We further evolved our results by linking them to geochemical and geophysical processes occurring on subsurface Enceladus. We inferred that the detected complex organics with high probability originate from Enceladus’ hydrothermal core and can be efficiently transported to the oceanic surface by large-scale thermal convection and bubbles of volatile gases emerging from depth (Postberg et al., Nature 2018). It is quite likely that the organic material has been processed or produced inside the hydrothermally active core of Enceladus. Furthermore, we developed a model to demonstrate how these solid and poorly soluble organics are incorporated into ice grains and how they are accelerated into space. In analogy to ice cloud formation on Earth we proposed an formation from an organic rich oceanic surface layer. In Earth’s oceans, organic substances are dispersed along with sea spray when air bubbles bursts. On Enceladus, bubbles of volatile gases, rising through tens of kilometres of ocean, would burst at the surface and help to disperse some of the organics. Tiny droplets of the dispersed organic material become ice-coated when water vapour freezes on their surfaces and are ejected into the plumes and then detected by Cassini (Postberg et al., Nature 2018).

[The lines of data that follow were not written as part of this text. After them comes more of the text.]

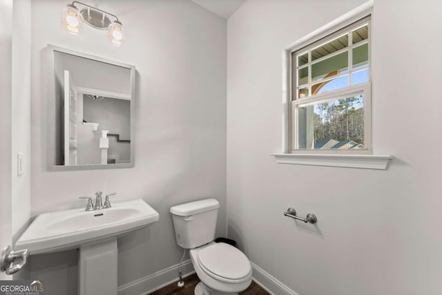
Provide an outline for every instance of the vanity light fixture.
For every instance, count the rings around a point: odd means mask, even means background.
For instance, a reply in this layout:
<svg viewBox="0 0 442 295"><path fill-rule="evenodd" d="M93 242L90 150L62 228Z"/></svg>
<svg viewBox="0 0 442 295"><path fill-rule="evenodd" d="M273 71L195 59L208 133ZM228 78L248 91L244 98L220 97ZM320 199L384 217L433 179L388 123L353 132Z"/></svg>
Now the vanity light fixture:
<svg viewBox="0 0 442 295"><path fill-rule="evenodd" d="M75 4L82 6L84 8L79 10ZM110 17L114 18L115 20L111 21ZM116 15L77 1L68 4L63 14L61 22L68 32L74 35L78 34L83 22L93 28L107 30L108 36L112 44L115 46L119 46L122 44L122 41L124 38L123 26Z"/></svg>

At the same time, we investigated the more numerous CDA mass spectra showing organic signatures of low mass (< 100u). Again, we extensively used the laser-based analogue experiment to decipher the spectral signatures. In contrast to the previously mentioned complex organic material, these low mass organics have to be volatile in conditions in which liquid water can exist (Khawaja et al., MNRAS 2019). Our analysis found oxygen-bearing, nitrogen-bearing and aromatic compounds (carrying a single benzene ring). These molecules are mostly soluble in water. Interestingly, the identified molecules are known to be highly reactive under hydrothermal conditions on Earth: Under the presence of catalysing minerals in the rock they produce prebiotic molecules like amino acids (Barge et al, PNAS 2019; Menez et al., Nature 2018).

Our results mark the first ever detection of complex organics from a contemporary, extraterrestrial water-world. We severely constrained the molecular structure and composition of this organic material emerging from depth, and could link these to hydrothermal processes occurring at the interface of the subsurface ocean with the moon’s rocky core. Therefore, in summary, both our findings of complex and simple molecules (Postberg et al., Nature 2018; Khawaja et al., MNRAS 2019) substantially enhance the astrobiological potential of the moon. However, although conditions for prebiotic chemistry seem favourable, no unmistakable evidence for these processes could be found yet.

In the next phase of our ERC projects we will further explore spectrometric fingerprints which biotic or prebiotic material would leave if encapsulated in ice grains that hit our space-born detectors. Furthermore, we will analyze Cassini data to look specify salts and minerals that are present in the frozen ocean droplets emerging through Enceladus’ plume into space. Both investigations will then also be used for the preparation of the upcoming ESA and NASA missions to the Jovian ocean moons Europa and Ganymede. Due to the much harsher radiation in the Jovian system compared to the Saturnian system, the radiolysis of all analogue materials is of particular importance for these moons. This is especially relevant for organic and biogenic compounds. For that reason, the signals of these materials in space detectors at different stages of radiolytic alteration will be investigated.